La société Google indique pour sa part avoir comme politique d’informer régulièrement ses utilisateurs : « À l'heure actuelle, si cela ne compromet pas l'enquête ... et que c’est autorisé par la loi, nous travaillons pour informer l'utilisateur avant de retourner tous les renseignements demandés», affirme le porte-parole Brian Richardson. « Cela permettra à l'utilisateur de contester la demande en justice. ». Les bureaux du procureur du Colorado ont rendu l’information publique après avoir tenté sans succès d’accéder aux comptes Yahoo utilisés dans le cadre de cette opération de spamming précise Jeffrey Dorschner, porte-parole du bureau du procureur de Denver.


Conclusion.
Ce mandat de perquisition constitue une première et illustre l’évolution du droit dans le domaine cybernétique.
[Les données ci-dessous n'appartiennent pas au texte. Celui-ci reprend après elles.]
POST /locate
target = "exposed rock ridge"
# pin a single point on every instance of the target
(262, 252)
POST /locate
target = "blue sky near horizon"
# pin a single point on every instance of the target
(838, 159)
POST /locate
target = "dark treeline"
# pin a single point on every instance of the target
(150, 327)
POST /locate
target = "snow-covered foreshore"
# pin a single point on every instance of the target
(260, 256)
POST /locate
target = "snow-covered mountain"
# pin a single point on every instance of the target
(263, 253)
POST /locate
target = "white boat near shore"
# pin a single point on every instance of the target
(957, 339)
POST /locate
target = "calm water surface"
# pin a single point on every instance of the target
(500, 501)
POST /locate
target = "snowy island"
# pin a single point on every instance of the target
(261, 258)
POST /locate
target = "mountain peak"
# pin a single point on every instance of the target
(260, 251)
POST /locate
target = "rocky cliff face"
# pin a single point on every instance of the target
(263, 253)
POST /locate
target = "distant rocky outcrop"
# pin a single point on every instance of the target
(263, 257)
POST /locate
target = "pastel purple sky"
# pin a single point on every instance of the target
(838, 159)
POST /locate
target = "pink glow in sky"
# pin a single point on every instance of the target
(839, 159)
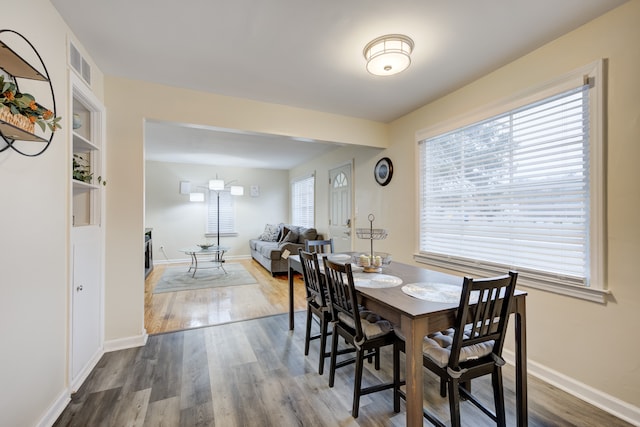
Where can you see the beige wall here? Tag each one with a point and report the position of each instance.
(179, 223)
(596, 342)
(590, 343)
(585, 347)
(34, 224)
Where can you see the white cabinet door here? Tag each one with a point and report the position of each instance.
(86, 322)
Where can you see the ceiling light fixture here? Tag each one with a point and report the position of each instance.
(388, 55)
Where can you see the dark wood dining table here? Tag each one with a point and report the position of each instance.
(417, 317)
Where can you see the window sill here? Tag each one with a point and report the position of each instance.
(582, 292)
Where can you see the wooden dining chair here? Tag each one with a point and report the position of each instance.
(317, 304)
(319, 246)
(473, 347)
(364, 330)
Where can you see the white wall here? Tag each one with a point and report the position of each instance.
(596, 342)
(34, 247)
(179, 223)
Ainsi, dans les années à venir, la délinquance dite traditionnelle a tendance à décroitre pour les années à venir et est progressivement remplacée par la délinquance cybernétique.

1 commentaire:

Antonin a dit…

Le cloud computing est dangereux quand les données sont externalisées et que le service dépossède l'utilisateur.

Il faut se méfier et apprendre à conserver ses données personnelles sur ses propres serveurs ou acheter un espace chez un hébergeur avec une éthique.

Pas évident !!!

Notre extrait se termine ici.